The creator of the iPhone revealed on Thursday that quarterly revenue in Greater China dropped by 1 percent, putting an end to a string of successful quarters in the region.
It was estimated that Apple’s revenue would rise by 2 percent. Despite a downturn in macroeconomic indicators, the company reported that global demand for iPhones had remained steady at record levels.
Apple CEO Tim Cook blamed the reduction in Greater China income on the draconian lockdowns in Chinese cities, which drove millions of people to stay at home and devastated the Chinese economy.
There was a decrease in demand because of the COVID lockdowns in the cities that were impacted.

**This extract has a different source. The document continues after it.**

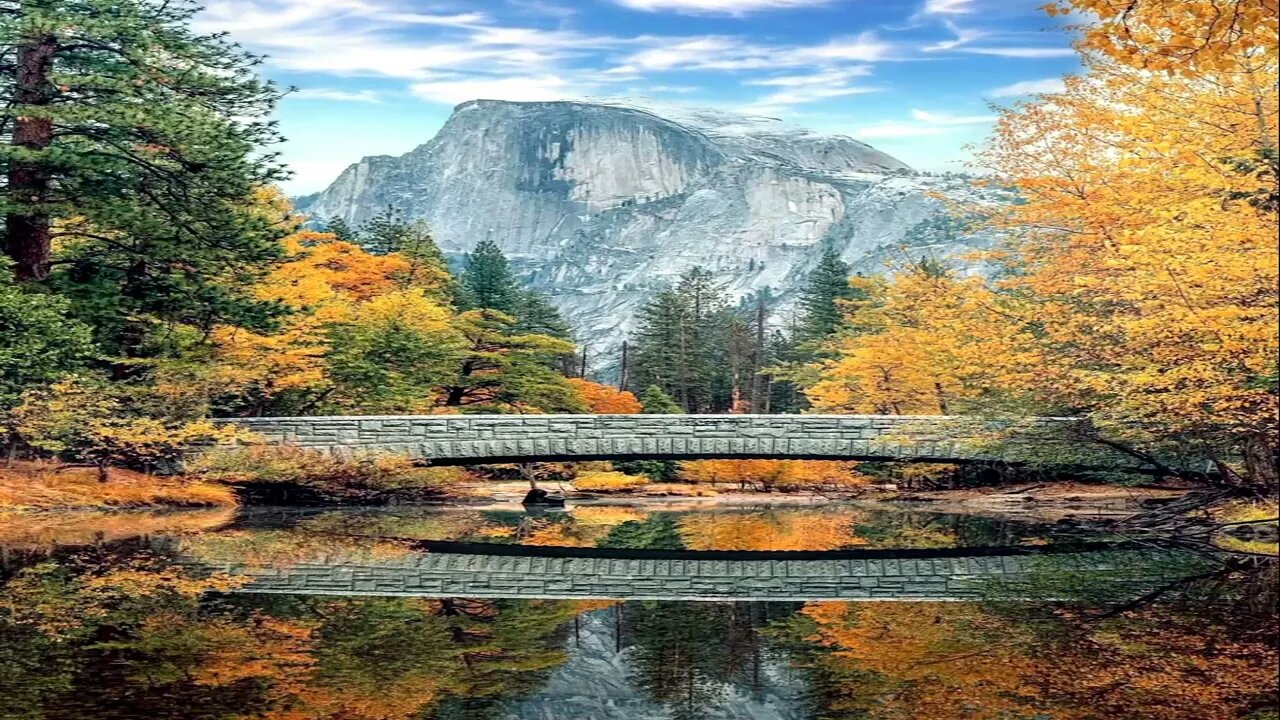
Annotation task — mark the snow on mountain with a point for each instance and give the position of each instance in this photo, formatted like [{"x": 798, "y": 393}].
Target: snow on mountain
[{"x": 600, "y": 204}]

It’s also worth noting that these cities rebounded at the conclusion of the quarter, “in the June time range.”
COVID’s rigorous controls have stifled a rebound in China’s second-largest economy, with consumer confidence remaining at record lows, private investment faltering and youth unemployment at a record 19.3 percent, prompting calls for more urgent government intervention.
Apple announced discounts on iPhones and other devices were announced this week by Apple for Chinese customers, a move it makes when sales are poor.

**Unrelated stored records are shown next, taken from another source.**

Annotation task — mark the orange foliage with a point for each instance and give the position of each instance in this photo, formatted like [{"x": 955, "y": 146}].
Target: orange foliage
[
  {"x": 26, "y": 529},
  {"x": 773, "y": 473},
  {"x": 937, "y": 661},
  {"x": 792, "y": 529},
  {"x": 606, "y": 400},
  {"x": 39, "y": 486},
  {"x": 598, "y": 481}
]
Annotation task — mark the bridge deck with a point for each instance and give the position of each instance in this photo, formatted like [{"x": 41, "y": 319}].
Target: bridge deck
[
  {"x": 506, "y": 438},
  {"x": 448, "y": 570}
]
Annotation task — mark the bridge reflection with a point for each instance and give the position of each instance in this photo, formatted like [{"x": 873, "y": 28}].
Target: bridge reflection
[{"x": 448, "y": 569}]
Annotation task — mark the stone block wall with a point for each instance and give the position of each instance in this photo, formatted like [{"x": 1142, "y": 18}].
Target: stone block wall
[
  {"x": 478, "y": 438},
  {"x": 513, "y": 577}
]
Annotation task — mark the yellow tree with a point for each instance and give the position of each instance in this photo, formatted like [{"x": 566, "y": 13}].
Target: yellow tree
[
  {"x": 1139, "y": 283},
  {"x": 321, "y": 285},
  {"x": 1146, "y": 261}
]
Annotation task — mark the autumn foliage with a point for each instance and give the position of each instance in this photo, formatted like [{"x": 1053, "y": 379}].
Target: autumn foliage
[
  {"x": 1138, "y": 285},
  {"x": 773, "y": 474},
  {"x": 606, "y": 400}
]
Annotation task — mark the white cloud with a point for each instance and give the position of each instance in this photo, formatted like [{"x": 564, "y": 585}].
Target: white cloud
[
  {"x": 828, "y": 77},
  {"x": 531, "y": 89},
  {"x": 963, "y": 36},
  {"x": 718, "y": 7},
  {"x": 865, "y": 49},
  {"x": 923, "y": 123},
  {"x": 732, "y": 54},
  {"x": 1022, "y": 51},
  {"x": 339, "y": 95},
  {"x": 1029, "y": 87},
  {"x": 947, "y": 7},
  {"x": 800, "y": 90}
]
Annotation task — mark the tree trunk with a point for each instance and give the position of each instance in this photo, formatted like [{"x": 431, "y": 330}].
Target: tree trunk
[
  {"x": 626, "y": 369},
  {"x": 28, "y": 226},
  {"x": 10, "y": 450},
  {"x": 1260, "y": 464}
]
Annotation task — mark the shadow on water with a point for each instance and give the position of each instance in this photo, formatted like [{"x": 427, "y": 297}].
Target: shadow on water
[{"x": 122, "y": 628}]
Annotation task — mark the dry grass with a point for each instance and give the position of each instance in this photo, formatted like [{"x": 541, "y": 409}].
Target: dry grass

As a result of this, analysts believe that the company is better protected from a sluggish economy because it is the only major brand to provide high-end smartphones.
As a result, Apple’s main high-end competitor, Huawei, has seen its sales plummet as U.S. sanctions have blocked it from obtaining essential components. Even as it grows, Honor has yet to make its imprint on the high-end smartphone market.
Counterpoint Research said on Wednesday that overall Chinese smartphone sales in April-June plummeted 14.2 percent on year and volume touched a decade low.
Despite a 5.8% decline in sales volume, Apple’s market share in China grew marginally to 15.5 percent in the quarter, Counterpoint claimed, a smaller blow compared with Oppo, Xiaomi, and vivo.
According to Will Wong, an analyst at IDC, unlike in late 2020, when demand for phones in China increased after the initial COVID shutdown, phone sales are projected to decrease in the coming years.
Other issues, such as the government’s crackdown on technology and the slump in the real estate market, all have a negative influence on consumer sentiment, he said. He said.
In the fall, Apple is expected to unveil a new iPhone model.
However, Canalys analyst Nicole Peng predicts that sales of the new handset in China will be below those of the iPhone 13 from last year.
China’s high-end phone market is generally strong, but Apple may be concerned about diminishing demand.